Starting 1 January 2026, structured electronic invoicing (e-invoicing) becomes mandatory for all B2B transactions in Belgium. Over half a million companies are already connected to Peppol, and adoption continues to accelerate. But for organisations still completing their integrations, the Belgian Tax Administration (FOD Financiën / SPF Finances) has introduced an important mechanism: a conditional 3-month grace period.
This measure does not delay the mandate. The deadline remains firm. But it does offer businesses breathing room after the first detected non-compliance, provided they can demonstrate genuine efforts to comply.
Below is a clear breakdown of how this grace period works, when it applies, and what companies must do to qualify.
Belgium’s Royal Decree on B2B e-invoicing defines a system of administrative fines for companies that fail to:
send or receive structured electronic invoices,
use Peppol BIS 3.0 (UBL 2.1) as the required standard,
maintain the technical capability to process incoming e-invoices.
To ensure fair enforcement, especially for SMEs still finalising their technical setup, authorities introduced a safeguard: the second (and any subsequent) infraction may only be established at least three months after the previous one.
This rule has been widely interpreted — including by PwC, Deloitte Legal, and VAT-Consult Belgium — as a de facto 3-month grace period.
The grace period is not a blanket waiver and not a transition phase.
It is a mandatory delay between penalties, giving companies a realistic opportunity to fix their systems.
A company is audited or flagged as non-compliant.
Common examples include:
no ability to send/receive Peppol invoices,
ERP not yet generating valid UBL files,
integration with the provider still in progress.
The first violation can result in a fine (up to €1,500).
From that moment, the 3-month period begins.
During this time, tax authorities will not apply a second fine.
The company must prove “timely and reasonable steps” to comply, such as:
contractual agreements with an e-invoicing provider,
active Peppol onboarding,
ongoing implementation or testing,
clear evidence of project progress.
Only after 3 months may another violation be established and fined if the company still isn’t compliant.
This protects companies from repeated penalties while still enforcing the mandate.
The Belgian grace period is often misunderstood. It does not:
postpone the mandate,
allow invoices to be sent as PDF after 1 January 2026,
provide immunity from the first fine,
apply to general VAT obligations.
Belgium is explicit:
Companies that prepared on time must not be penalised by a global postponement.
The grace period primarily helps:
SMEs still integrating Peppol capabilities,
companies dependent on external providers,
groups rolling out multi-entity ERP changes,
organisations replacing outdated invoicing processes.
These firms get a realistic window to fix issues after their first violation, without facing immediate cumulative penalties.
Belgium’s administrative fines for non-compliance with the new B2B e-invoicing rules:
€1,500 — first infraction
€3,000 — second infraction (but only after 3 months)

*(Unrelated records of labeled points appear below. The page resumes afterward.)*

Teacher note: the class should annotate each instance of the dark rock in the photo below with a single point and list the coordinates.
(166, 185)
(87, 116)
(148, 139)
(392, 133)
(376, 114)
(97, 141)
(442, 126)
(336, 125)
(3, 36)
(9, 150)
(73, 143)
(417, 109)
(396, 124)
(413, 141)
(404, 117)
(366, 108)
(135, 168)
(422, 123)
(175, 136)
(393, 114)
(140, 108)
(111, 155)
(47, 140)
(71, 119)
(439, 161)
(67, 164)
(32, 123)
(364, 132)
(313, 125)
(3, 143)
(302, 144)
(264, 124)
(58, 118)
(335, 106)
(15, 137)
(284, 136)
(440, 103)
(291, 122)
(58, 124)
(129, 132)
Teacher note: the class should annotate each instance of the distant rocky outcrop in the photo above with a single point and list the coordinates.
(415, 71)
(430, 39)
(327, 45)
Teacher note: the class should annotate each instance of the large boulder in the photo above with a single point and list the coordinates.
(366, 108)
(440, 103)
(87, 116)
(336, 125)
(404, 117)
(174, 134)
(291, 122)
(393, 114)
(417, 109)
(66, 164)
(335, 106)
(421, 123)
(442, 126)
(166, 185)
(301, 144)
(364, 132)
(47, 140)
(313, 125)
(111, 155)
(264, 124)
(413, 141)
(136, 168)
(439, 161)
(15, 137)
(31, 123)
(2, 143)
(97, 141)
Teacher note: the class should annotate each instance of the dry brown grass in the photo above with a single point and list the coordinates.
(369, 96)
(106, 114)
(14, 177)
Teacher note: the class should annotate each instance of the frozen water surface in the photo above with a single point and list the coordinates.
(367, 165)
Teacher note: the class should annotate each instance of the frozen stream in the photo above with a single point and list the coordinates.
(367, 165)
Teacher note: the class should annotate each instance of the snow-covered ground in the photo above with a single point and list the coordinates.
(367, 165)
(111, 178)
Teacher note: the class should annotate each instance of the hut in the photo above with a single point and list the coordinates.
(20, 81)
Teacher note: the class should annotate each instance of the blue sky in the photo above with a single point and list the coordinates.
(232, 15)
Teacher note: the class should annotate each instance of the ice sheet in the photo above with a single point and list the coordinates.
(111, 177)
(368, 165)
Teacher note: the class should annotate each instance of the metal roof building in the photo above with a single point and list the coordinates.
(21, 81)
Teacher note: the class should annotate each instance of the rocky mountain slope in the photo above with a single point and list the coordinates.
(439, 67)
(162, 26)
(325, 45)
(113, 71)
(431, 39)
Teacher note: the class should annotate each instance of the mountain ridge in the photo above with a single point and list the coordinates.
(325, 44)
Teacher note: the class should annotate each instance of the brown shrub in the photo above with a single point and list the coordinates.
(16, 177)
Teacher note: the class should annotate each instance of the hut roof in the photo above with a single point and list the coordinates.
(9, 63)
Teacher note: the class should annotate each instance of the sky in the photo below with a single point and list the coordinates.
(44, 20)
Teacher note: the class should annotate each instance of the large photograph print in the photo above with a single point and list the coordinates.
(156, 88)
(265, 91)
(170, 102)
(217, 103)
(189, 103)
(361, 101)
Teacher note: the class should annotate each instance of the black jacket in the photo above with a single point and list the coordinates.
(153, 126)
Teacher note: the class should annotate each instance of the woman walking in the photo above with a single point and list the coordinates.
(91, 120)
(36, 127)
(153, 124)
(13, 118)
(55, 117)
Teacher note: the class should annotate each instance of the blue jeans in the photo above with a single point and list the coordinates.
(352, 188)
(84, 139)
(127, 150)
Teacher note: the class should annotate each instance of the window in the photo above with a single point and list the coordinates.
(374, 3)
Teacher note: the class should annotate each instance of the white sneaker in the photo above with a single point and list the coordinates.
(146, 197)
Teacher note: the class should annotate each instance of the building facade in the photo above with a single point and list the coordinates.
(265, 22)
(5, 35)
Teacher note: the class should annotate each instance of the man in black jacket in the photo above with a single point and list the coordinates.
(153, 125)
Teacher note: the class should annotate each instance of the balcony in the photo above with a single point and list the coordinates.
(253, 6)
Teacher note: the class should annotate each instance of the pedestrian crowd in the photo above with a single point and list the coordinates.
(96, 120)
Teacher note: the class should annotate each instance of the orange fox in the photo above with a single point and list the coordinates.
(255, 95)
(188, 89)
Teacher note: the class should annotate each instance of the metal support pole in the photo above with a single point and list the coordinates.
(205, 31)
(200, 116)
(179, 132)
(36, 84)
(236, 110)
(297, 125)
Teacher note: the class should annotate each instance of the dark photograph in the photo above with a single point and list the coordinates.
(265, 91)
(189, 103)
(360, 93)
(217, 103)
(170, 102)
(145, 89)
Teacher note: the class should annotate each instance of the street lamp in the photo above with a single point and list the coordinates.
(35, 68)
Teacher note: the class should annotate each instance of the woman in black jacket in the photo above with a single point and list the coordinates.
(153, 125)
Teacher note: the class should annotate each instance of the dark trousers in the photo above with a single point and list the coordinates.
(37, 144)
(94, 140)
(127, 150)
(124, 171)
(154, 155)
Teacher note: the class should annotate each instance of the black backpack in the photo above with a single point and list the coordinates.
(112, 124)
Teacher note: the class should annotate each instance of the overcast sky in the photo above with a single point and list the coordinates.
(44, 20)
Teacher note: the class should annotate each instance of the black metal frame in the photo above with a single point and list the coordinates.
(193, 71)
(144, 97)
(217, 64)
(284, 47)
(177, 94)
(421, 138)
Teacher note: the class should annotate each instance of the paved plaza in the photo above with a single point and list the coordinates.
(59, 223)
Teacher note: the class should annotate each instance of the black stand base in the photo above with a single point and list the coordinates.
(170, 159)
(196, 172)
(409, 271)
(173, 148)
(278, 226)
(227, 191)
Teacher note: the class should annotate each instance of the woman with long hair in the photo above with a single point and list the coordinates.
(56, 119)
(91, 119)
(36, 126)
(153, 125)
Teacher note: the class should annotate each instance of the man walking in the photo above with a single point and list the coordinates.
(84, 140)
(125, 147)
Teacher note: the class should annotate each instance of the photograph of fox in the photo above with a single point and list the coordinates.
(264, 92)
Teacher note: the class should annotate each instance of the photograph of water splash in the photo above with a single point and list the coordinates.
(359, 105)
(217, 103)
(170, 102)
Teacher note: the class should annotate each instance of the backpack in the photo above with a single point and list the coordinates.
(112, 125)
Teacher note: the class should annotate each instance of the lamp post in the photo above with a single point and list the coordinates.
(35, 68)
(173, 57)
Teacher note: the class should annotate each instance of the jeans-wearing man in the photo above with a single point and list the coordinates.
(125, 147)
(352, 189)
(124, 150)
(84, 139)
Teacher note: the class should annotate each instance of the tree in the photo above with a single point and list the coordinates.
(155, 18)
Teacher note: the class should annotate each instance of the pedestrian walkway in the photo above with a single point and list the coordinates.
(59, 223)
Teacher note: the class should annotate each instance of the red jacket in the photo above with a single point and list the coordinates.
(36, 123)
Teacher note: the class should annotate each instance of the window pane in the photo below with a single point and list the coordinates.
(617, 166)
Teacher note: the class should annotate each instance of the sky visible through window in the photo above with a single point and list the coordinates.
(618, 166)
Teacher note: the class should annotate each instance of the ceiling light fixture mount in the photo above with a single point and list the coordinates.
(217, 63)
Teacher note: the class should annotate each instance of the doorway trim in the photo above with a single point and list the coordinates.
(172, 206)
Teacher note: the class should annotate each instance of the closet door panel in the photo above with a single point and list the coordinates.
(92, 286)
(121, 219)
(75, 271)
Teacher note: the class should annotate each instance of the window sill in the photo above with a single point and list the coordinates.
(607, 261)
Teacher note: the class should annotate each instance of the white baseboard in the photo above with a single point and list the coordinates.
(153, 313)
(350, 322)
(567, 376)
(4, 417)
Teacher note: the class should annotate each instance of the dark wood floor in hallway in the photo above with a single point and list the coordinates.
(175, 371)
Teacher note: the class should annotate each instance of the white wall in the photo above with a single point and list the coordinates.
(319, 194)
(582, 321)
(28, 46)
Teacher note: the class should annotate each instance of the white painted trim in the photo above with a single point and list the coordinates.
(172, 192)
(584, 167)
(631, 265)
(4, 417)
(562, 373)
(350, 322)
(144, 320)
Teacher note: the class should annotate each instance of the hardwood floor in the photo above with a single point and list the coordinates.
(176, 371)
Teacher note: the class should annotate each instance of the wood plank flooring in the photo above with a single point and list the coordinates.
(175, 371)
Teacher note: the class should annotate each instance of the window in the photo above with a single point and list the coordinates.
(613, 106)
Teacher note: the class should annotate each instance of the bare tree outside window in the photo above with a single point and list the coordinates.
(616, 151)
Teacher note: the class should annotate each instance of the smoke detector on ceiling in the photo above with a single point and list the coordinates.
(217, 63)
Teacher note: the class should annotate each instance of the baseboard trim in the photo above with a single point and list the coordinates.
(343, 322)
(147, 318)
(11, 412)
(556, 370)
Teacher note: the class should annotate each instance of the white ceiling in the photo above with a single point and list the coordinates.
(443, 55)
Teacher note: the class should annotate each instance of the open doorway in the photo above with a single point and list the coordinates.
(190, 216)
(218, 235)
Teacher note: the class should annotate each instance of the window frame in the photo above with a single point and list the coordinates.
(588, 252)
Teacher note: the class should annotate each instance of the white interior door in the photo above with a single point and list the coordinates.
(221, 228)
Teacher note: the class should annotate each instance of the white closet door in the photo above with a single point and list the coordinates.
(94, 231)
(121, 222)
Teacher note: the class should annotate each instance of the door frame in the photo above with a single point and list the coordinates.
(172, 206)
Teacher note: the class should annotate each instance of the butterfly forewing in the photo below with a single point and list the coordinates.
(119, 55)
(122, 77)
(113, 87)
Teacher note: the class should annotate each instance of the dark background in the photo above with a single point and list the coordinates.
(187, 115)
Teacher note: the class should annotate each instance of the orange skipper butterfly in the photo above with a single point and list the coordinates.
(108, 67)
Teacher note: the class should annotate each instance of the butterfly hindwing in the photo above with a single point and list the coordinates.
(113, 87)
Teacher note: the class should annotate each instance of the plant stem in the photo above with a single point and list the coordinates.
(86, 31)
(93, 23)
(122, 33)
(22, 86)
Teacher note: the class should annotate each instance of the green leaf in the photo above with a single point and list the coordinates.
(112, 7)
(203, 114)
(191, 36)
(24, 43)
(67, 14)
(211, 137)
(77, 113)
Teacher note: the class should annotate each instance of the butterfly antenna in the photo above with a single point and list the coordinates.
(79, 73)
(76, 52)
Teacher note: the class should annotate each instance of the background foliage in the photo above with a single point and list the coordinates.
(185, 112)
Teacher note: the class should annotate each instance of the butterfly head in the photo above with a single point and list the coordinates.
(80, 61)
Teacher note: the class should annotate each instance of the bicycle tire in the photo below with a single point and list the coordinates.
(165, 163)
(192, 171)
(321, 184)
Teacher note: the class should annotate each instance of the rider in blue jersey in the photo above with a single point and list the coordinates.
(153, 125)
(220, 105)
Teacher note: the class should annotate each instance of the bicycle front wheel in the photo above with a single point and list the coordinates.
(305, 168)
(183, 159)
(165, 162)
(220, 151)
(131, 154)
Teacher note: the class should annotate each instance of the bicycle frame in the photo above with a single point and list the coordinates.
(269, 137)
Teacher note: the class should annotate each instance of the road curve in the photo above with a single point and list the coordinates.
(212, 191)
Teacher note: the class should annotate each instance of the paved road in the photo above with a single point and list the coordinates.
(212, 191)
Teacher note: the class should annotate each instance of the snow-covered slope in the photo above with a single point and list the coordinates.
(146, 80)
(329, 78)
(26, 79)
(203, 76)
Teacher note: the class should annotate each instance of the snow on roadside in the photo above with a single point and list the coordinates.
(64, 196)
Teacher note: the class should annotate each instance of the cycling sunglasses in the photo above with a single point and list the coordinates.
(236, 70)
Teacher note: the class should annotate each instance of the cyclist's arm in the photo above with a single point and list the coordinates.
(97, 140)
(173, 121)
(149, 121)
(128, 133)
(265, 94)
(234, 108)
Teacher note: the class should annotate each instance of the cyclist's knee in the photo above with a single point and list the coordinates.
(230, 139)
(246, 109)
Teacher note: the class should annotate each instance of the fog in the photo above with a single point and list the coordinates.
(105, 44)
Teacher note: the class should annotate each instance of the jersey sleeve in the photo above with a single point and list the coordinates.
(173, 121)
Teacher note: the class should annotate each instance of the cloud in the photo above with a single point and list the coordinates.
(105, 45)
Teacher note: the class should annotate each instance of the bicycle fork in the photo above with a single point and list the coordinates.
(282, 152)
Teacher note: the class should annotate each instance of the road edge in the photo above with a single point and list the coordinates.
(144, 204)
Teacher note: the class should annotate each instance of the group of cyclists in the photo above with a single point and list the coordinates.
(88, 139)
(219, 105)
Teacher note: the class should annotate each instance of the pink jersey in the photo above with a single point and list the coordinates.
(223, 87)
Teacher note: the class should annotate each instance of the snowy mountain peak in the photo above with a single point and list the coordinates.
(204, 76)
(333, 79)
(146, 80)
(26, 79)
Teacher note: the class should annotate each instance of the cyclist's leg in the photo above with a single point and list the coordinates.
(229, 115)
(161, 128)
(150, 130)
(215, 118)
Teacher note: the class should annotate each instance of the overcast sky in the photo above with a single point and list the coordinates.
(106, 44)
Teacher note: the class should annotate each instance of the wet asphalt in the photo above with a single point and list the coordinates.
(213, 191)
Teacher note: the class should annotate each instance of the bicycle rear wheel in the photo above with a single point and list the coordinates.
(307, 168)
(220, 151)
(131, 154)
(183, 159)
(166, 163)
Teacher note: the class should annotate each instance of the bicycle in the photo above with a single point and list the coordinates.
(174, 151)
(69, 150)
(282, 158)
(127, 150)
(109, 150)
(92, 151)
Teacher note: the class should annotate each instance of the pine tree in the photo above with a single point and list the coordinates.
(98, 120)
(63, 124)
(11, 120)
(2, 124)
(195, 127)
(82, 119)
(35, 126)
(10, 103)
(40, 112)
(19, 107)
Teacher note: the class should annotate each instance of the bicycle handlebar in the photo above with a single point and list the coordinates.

€5,000 — third and subsequent infractions
Thanks to the mandatory 3-month interval, companies have time to resolve technical issues before exposure to higher fines.
To ensure the grace period works in your favour:
Keep evidence of contracts, emails, integrations, and project milestones.
Choose a certified Access Point or solution provider.
Check support for Peppol BIS 3.0 / UBL 2.1.
Belgium remains committed to a hard go-live on 1 January 2026 for mandatory B2B e-invoicing. The newly acknowledged 3-month grace period is not a postponement but a fair enforcement buffer for companies that act proactively.
Businesses that can demonstrate clear progress will avoid repeated penalties — but the expectation is clear: every company must be technically ready to send and receive structured e-invoices in 2026.